Pada lomba tersebut setiap peserta membacakan 1 (satu) Puisi
Wajib Jembatan karya Sutardji Calzoum
Bachri dan 1 (satu) Puisi Pilihan. Panitia menyediakan 4 (empat) Puisi Pilihan karya
penyair Kebumen. Puisi tersebut adalah, Kong
Kalikong dan Dilarang Korupsi
karya Pitra Suwita, serta Enyahkan
dan Melihat Kenyataan karya Pekik Sat
Siswonirmolo.
Penilaian untuk tingkat SMP-MTs dilakukan oleh 3 (tiga)
orang juri, Nurnakhudin, BY.Handoko dan Nurrokhim, sedangkan untuk juri tingkat
SMA, MA, SMK terdiri dari Indriotomo
Brigandono (Jakarta) Aris Panji dan Ary Susanto,SE. dengan driteria penilaian yang
meliputi penghayatan, vokal dan penampilan.
Adapun
hasil kejuaraan pada lomba tersebut untuk tingkat SMP-MTs adalah juara 1 SMP Neg. 2 Kutowinangun atas nama Ulfatun
Hikmah, juara 2 MTs Neg. 1 Kebumen atas nama Romana Aulia Al, Juara 3 MTs Neg.

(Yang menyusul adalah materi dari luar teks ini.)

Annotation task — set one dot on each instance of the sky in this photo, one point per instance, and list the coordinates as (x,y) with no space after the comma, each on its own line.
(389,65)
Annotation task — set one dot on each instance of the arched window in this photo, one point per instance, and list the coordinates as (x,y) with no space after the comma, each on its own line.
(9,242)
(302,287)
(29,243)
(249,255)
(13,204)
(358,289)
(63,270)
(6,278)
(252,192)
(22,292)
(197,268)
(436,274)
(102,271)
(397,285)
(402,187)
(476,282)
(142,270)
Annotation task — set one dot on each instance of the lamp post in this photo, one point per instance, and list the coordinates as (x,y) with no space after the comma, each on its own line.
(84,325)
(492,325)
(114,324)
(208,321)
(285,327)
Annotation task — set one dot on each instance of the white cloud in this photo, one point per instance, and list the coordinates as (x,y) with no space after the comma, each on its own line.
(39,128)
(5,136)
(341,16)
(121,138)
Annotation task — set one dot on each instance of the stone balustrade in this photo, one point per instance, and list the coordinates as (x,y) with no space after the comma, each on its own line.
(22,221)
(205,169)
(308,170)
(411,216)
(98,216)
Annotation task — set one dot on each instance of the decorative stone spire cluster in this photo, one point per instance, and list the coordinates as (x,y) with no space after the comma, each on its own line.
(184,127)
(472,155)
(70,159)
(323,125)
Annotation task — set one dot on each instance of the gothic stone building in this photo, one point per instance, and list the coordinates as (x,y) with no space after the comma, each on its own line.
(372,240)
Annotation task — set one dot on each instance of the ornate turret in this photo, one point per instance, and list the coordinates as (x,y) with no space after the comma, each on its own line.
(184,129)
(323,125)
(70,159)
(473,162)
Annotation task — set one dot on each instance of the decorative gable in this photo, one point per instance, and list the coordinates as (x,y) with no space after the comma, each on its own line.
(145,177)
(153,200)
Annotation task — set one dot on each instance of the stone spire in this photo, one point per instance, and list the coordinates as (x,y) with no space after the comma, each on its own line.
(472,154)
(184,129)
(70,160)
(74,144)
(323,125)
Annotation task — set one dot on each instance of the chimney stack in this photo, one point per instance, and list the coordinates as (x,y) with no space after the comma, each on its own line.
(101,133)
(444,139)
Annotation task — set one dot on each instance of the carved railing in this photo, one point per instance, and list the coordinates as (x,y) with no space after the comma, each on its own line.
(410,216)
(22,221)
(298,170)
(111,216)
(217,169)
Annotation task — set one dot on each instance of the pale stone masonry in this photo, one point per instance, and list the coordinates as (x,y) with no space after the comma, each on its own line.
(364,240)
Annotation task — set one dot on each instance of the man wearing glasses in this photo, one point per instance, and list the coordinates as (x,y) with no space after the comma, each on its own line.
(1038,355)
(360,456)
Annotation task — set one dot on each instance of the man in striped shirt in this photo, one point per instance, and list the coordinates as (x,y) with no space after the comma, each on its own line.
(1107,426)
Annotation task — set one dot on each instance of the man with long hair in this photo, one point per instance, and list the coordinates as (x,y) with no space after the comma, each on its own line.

1 Kebumen atas nama Nadia Aulia Zahra, juara harapan 1 SMP Neg. 7 Kebumen atas
nama Arbangi Khaerul Umam, juara harapan 2 SMP Neg. 7 Kebumen atas nama Hawina
Wifaqo dan juara harapan 3 SMP Neg. 1
Prembun atas nama Fara Attira Sutrisno.
Kemudian
juara untuk tingkat SMA/SMK /MA sebagai berikut juara 1 SMA Neg. 1 Kebumen atas
nama Fatirahma Cahya Dewi, juara 2 SMA
Neg. 2 Kebumen atas nama Riky Febrianto, juara 3 SMK Ma’arif 4 Kebumen atas
nama Peni Agustin juara harapan 1 SMK Neg. 1 Karangayar atas nama, Nurul
Fitria, juara harapan 2 SMA Neg. 1 Prembun atas nama Lika Indriyani, juara
harapan 3 SMA Neg. 1 Kebumen atas nama Nur Fatimah.